Moose In Our Midst: How Poland's Wildlife Preservation Worked A Bit Too Well

Wild moose have been spotted on Polish beaches and even near cities. They're a rare example of successful conservation efforts, but they're increasingly coming into contact with people.

Photo of a moose crossing a road

Moose seen in Poland

Joanna Wisniowska

GDANSK — Images of wild moose roaming the streets and beaches of Poland’s Baltic coast have been cropping up online more frequently. What should someone do if they encounter one? According to Mateusz Ciechanowski, a biologist at the University of Gdansk, the best option is to leave them alone.

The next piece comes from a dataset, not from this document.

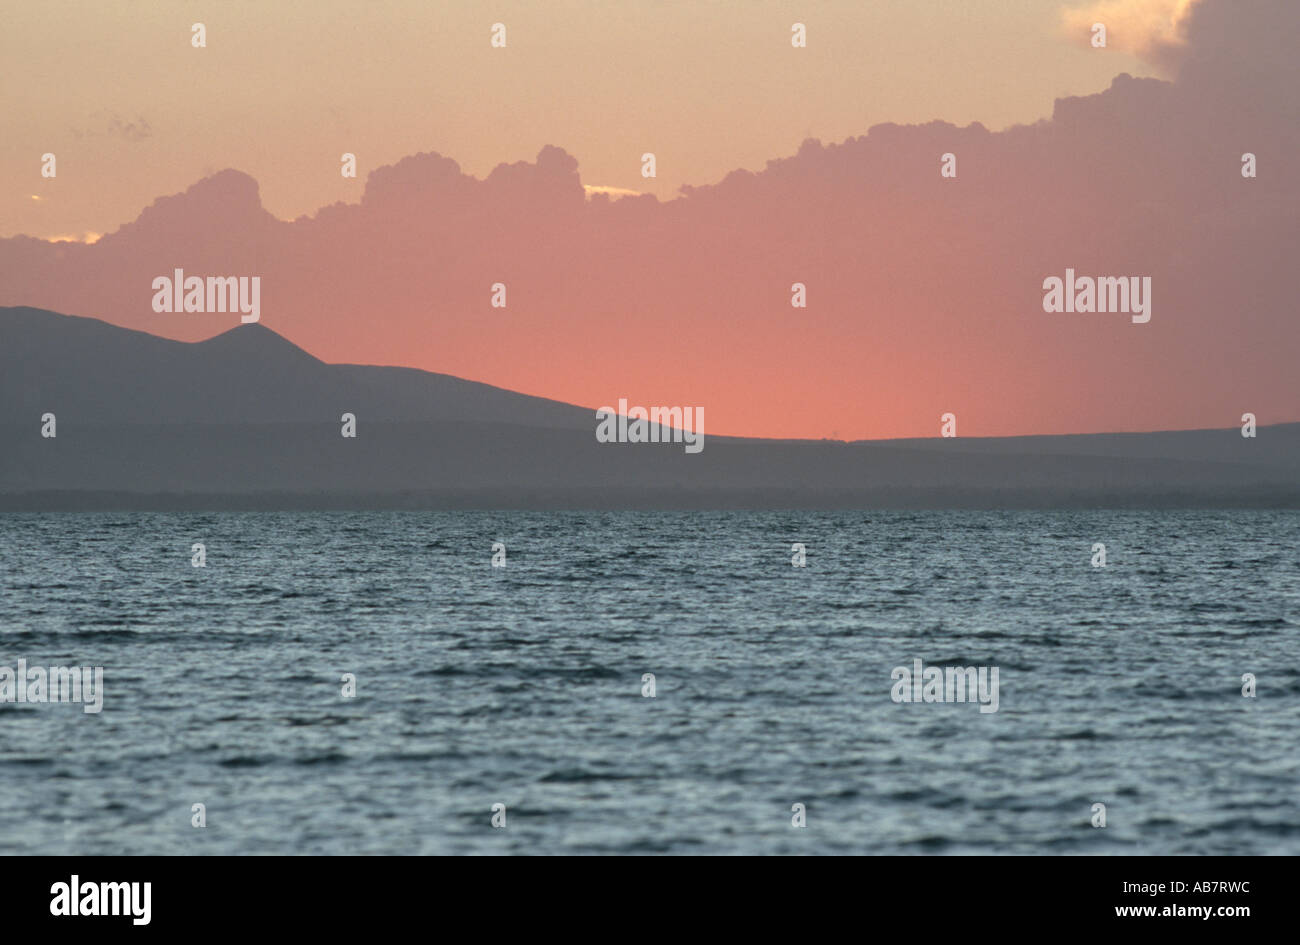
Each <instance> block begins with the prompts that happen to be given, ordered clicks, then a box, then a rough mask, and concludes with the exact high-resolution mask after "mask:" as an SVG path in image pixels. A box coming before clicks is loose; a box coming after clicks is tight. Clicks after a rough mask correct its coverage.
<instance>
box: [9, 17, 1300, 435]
mask: <svg viewBox="0 0 1300 945" xmlns="http://www.w3.org/2000/svg"><path fill="white" fill-rule="evenodd" d="M487 6H489V8H490V10H491V12H490V13H485V12H484V5H482V4H450V3H448V4H411V5H403V4H381V3H376V4H347V5H337V6H335V5H333V4H328V3H320V4H312V5H305V4H304V5H296V4H248V5H244V4H238V3H222V4H211V3H209V4H192V5H187V4H159V5H156V6H155V5H148V4H131V5H130V6H126V5H121V6H116V8H108V9H105V8H103V6H101V5H100V4H87V5H61V4H57V3H56V4H51V5H48V6H42V8H40V9H42V13H40V16H39V17H38V16H36V14H35V13H32V12H27V10H25V12H19V13H18V14H17V22H16V25H14V26H12V27H10V29H9V30H6V31H5V32H4V34H3V38H0V62H3V69H4V82H3V90H4V91H3V95H4V96H5V97H4V100H3V108H4V114H5V117H6V126H8V127H12V129H13V133H12V134H6V135H5V138H4V140H3V143H0V160H3V162H4V166H5V179H6V182H8V185H9V186H8V187H6V188H5V191H4V205H3V212H0V221H3V235H4V237H10V238H9V239H3V238H0V304H31V305H39V307H44V308H52V309H55V311H61V312H68V313H74V315H88V316H95V317H101V318H105V320H108V321H113V322H116V324H120V325H125V326H129V328H136V329H142V330H147V331H152V333H155V334H161V335H166V337H173V338H179V339H185V341H196V339H201V338H207V337H211V335H213V334H217V333H218V331H222V330H226V329H229V328H233V325H234V324H238V321H237V320H231V318H230V316H229V315H213V313H156V312H153V311H152V308H151V304H149V303H151V300H152V298H153V291H152V289H151V282H152V279H153V278H156V277H157V276H161V274H170V273H172V272H173V269H174V268H183V269H185V270H186V272H187V273H190V274H208V276H211V274H222V276H243V274H247V276H252V274H257V276H259V277H260V278H261V285H263V290H261V292H263V295H261V299H263V304H261V311H263V324H264V325H266V326H268V328H272V329H273V330H277V331H279V333H281V334H283V335H285V337H287V338H289V339H291V341H292V342H295V343H298V344H300V346H302V347H304V348H305V350H308V351H309V352H312V354H313V355H316V356H318V357H322V359H324V360H329V361H347V363H365V364H400V365H408V367H419V368H424V369H428V370H439V372H445V373H451V374H456V376H459V377H467V378H471V380H477V381H485V382H489V383H494V385H498V386H502V387H507V389H511V390H517V391H521V393H528V394H537V395H543V396H550V398H555V399H560V400H567V402H571V403H577V404H584V406H589V407H598V406H603V404H614V403H617V400H619V399H620V398H627V399H628V402H629V403H630V404H645V406H655V404H664V406H672V404H681V406H702V407H705V408H706V412H707V417H708V421H707V422H708V429H710V432H711V433H731V434H745V435H766V437H813V438H818V437H831V438H844V439H854V438H884V437H932V435H936V434H937V433H939V426H940V417H941V415H943V413H948V412H952V413H954V415H956V416H957V429H958V434H959V435H1015V434H1031V433H1087V432H1118V430H1135V432H1136V430H1154V429H1190V428H1206V426H1234V425H1236V424H1239V422H1240V416H1242V413H1243V412H1247V411H1251V412H1255V413H1256V415H1257V417H1258V421H1260V422H1261V424H1268V422H1279V421H1295V420H1300V385H1296V383H1295V381H1294V378H1295V361H1296V356H1297V354H1300V325H1297V320H1296V318H1295V317H1294V307H1295V303H1294V290H1292V287H1291V285H1290V279H1288V276H1287V273H1288V272H1290V270H1291V269H1294V257H1295V251H1296V248H1297V247H1300V182H1297V181H1296V178H1295V175H1294V174H1290V173H1288V169H1290V162H1291V160H1292V157H1291V156H1292V155H1295V153H1296V152H1297V149H1300V113H1297V108H1300V105H1297V103H1300V75H1297V65H1296V57H1295V52H1294V51H1295V48H1296V45H1297V39H1300V6H1297V5H1296V4H1294V3H1290V0H1200V1H1199V3H1187V1H1186V0H1101V3H1095V4H1061V3H1050V1H1048V0H1014V1H1013V0H1005V1H995V0H988V1H987V3H976V1H974V0H972V1H970V3H957V1H956V0H954V1H952V3H946V1H940V0H933V1H927V0H913V1H910V3H876V4H872V3H852V4H850V3H844V4H836V3H802V4H784V3H736V4H729V3H693V4H688V3H650V1H642V3H628V4H578V3H551V4H508V3H507V4H500V5H491V4H489V5H487ZM45 10H49V12H48V13H47V12H45ZM160 10H161V12H160ZM289 12H292V14H291V16H290V13H289ZM113 17H116V19H114V18H113ZM1099 19H1101V21H1104V22H1106V23H1108V44H1106V47H1105V48H1093V47H1092V45H1091V44H1089V38H1091V26H1092V23H1093V22H1097V21H1099ZM200 21H201V22H204V23H205V26H207V42H208V45H207V48H203V49H195V48H192V47H191V45H190V23H191V22H200ZM494 22H503V23H504V25H506V29H507V34H506V35H507V45H506V48H493V47H491V45H490V43H489V38H490V29H491V25H493V23H494ZM793 22H803V23H806V26H807V36H809V44H807V47H806V48H793V47H792V45H790V23H793ZM10 117H12V121H9V118H10ZM8 127H6V130H8ZM47 151H48V152H55V153H56V155H57V162H59V164H57V166H59V173H57V177H56V178H53V179H49V178H42V175H40V173H39V172H40V156H42V153H44V152H47ZM343 151H350V152H354V153H356V155H357V161H359V168H357V177H356V178H355V179H351V178H344V177H342V175H341V173H339V155H341V153H342V152H343ZM647 151H651V152H654V153H655V156H656V170H658V175H656V177H655V178H654V179H646V178H643V177H642V175H641V155H642V153H643V152H647ZM1247 152H1249V153H1252V155H1256V157H1257V173H1256V175H1255V177H1244V175H1243V173H1242V168H1243V155H1245V153H1247ZM944 155H953V156H954V160H956V172H957V173H956V177H944V175H941V164H943V160H944V159H943V156H944ZM602 188H614V190H615V191H616V192H617V191H621V190H628V191H638V192H643V194H646V196H619V198H616V199H614V198H611V196H608V195H606V194H602V192H599V191H601V190H602ZM593 191H597V192H593ZM17 234H25V235H17ZM87 234H90V235H87ZM100 234H103V235H100ZM60 235H68V237H72V238H74V239H79V240H81V242H60V243H51V242H45V240H48V239H49V238H52V237H60ZM31 237H34V238H35V239H31ZM1070 269H1074V270H1076V272H1078V273H1079V274H1080V276H1083V274H1087V276H1092V277H1125V278H1128V277H1136V278H1139V279H1143V278H1149V279H1151V285H1152V290H1151V292H1152V295H1151V298H1152V309H1151V321H1149V322H1145V324H1136V322H1134V321H1131V318H1130V316H1128V315H1126V313H1104V315H1102V313H1079V312H1056V313H1049V312H1045V311H1044V285H1045V283H1044V281H1045V279H1047V278H1050V277H1060V278H1065V277H1066V274H1067V270H1070ZM796 282H798V283H802V285H805V286H806V300H807V305H806V307H802V308H796V307H793V305H792V304H790V303H792V289H793V286H794V283H796ZM495 283H503V285H506V286H507V292H508V294H507V304H506V307H504V308H495V307H493V305H491V304H490V298H491V295H493V292H491V287H493V286H494V285H495Z"/></svg>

“This is the result of the consistent protection that has been provided to this species of moose,” said Ciechanowski. “As the numbers increase, so does the animals’ range”.

Various media outlets have been publishing reports about spotted wild moose in the cities of Gdansk, Gdynia, and Sopot with increasing frequency. Perhaps more surprising is that these moose have been seen on beaches as well.

Centuries ago, moose could be found all over the European continent. But, like the European bison, they were often hunted for their value as an attractive game animal.

Aside from population declines due to hunting, the drainage of European wetlands also decreased the number of viable moose habitats. The animals, which prefer marshy areas, dwindled without the proper natural environment to flourish in.